The guidelines rubber-stamped on Saturday have been repeatedly toughened over the past four weeks as the EU tries to make an example of Britain.
The final version demands the UK pay a bill that reflects what its already committed to the bloc’s accounts, including contributions through the end of 2020 when the current budget period ends. Juncker said it might be enough for the two sides to agree how to work out the bill and come up with a final sum later.
The EU also wants the British to agree to guarantee rights for European nationals living in the UK and eventually the right to remain there, including even those who arrive on the eve of Brexit.
London’s bank
The strategy also throws doubt over how soon any trade deal can be completed despite May maintaining one could be lined up before Britain’s March 2019 exit. While she has suggested finance be included in any pact, the guidelines imply that would only be possible if the UK agrees to let the EU have continued regulatory oversight over banking.
The EU sees room for transitional arrangements to smooth the exit and grant businesses time to prepare for the terms of the new relationship.
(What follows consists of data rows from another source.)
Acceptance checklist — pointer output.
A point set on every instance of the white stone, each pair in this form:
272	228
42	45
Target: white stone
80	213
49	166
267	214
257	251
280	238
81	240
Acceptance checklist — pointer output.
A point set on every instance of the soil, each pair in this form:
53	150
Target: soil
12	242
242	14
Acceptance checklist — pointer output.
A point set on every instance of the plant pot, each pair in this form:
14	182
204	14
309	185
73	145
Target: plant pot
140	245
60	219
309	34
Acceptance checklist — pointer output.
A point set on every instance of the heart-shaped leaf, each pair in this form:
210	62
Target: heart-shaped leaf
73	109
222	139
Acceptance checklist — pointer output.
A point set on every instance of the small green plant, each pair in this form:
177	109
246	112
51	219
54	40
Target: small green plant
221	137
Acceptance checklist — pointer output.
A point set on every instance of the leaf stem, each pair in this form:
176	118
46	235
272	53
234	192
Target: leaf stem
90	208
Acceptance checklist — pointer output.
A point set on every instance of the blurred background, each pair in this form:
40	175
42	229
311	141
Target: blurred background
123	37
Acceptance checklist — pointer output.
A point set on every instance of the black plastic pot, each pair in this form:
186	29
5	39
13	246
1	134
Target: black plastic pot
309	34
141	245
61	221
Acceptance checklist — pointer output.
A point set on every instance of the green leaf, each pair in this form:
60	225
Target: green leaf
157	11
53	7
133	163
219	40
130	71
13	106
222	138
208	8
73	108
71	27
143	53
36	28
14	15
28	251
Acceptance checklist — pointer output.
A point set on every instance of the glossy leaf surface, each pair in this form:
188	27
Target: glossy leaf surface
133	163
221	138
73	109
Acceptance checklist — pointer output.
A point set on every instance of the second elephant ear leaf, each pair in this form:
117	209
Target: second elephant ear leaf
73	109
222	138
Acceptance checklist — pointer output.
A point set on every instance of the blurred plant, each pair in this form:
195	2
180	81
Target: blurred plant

But it also says the UK would have to agree to accept its regulatory, legal and financial rules for the duration of it.
Such demands explain why May would like to discuss trade in concert so she can show her voters she is getting them something from the breakup they voted for last June. Even then, every EU member must agree to move on to trade and EU negotiator Michel Barnier said the target for that is the end of this year, likely meaning a December 14 summit.
That would leave only around 12 months to work on a pact for tariff-free commerce in the knowledge it took Canada and the EU seven years to strike its recent accord.
All for one
Changing the guidelines and advancing the talks to the stage of trade negotiations both require unanimity, meaning Britain can’t rely on friendlier governments for swift progress. The rules also allow any country to stall negotiations should they choose to do so.
So unless all 27 leaders agree to an extension of talks, the UK will leave the EU in 2019 whether it has reached a deal or not. That gives the EU the leverage it needs on the assumption such a scenario would hurt Britain more.
“We now have unanimous support from all the 27 member states and the EU institutions, giving us a strong political mandate for these negotiations,” EU President Donald Tusk said.
Juncker, meanwhile, conceded cracks might emerge in the EU’s front at some point. “The negotiations will be difficult and it will even be difficult to retain the unity that we were able to have today,” he said.